This is the perfect weekend breakfast or brunch dish, boasting savory flavors that will have your tastebuds singing and your stomach happy. Originally adapted from a recipe in the Mississipi Vegan cookbook.
Wash and cut potatoes into 1/2 inch cubes. Place into a large pot with a pinch of sea salt.
Cover with cold filtered water, just enough to top the potatoes.
Bring to a boil, then simmer for 10-13 minutes, checking regularly and draining as soon as the potatoes are tender.
In a large cast-iron skillet (reminder that if yours sticks, it's time to season that puppy), heat the oil over medium heat. Add onions and cook for about 5 minutes. Add the potatoes and cook, stirring frequently until the potatoes begin to brown on the sides - about 10 minutes.

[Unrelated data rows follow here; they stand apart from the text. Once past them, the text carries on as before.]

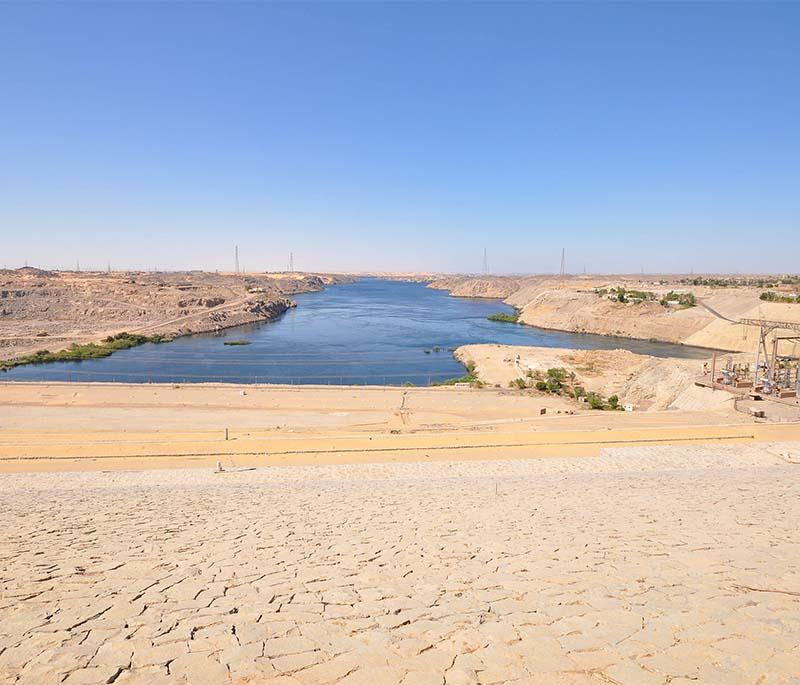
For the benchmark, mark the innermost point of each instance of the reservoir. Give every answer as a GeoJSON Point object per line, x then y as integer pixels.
{"type": "Point", "coordinates": [373, 332]}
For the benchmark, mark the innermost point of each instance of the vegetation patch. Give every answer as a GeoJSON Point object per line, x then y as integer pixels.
{"type": "Point", "coordinates": [743, 282]}
{"type": "Point", "coordinates": [111, 344]}
{"type": "Point", "coordinates": [681, 300]}
{"type": "Point", "coordinates": [559, 381]}
{"type": "Point", "coordinates": [626, 296]}
{"type": "Point", "coordinates": [502, 317]}
{"type": "Point", "coordinates": [772, 296]}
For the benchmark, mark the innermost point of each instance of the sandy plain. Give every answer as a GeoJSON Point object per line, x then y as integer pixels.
{"type": "Point", "coordinates": [71, 426]}
{"type": "Point", "coordinates": [644, 565]}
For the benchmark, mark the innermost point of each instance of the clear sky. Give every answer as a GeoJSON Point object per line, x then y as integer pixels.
{"type": "Point", "coordinates": [403, 136]}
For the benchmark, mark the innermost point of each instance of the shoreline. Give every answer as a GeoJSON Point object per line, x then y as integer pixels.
{"type": "Point", "coordinates": [71, 427]}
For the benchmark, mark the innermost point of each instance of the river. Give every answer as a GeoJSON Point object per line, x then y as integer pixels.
{"type": "Point", "coordinates": [370, 332]}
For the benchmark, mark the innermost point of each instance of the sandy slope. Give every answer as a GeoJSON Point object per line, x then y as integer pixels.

Once the potatoes are all crispy and golden, add the garlic, bell pepper, vinegar, nutritional yeast, sea salt, and black pepper. Mix well. Cook for another 5 minutes or so, stirring so that the garlic doesn't burn. Season with additional seasonings if desired.
Transfer to a bowl and sprinkle on your toppings*. My current favorite is avocado and sriracha.
Don't be afraid to play with this recipe and use what you have on hand. I've added hot peppers, squash and zuchinni with great results.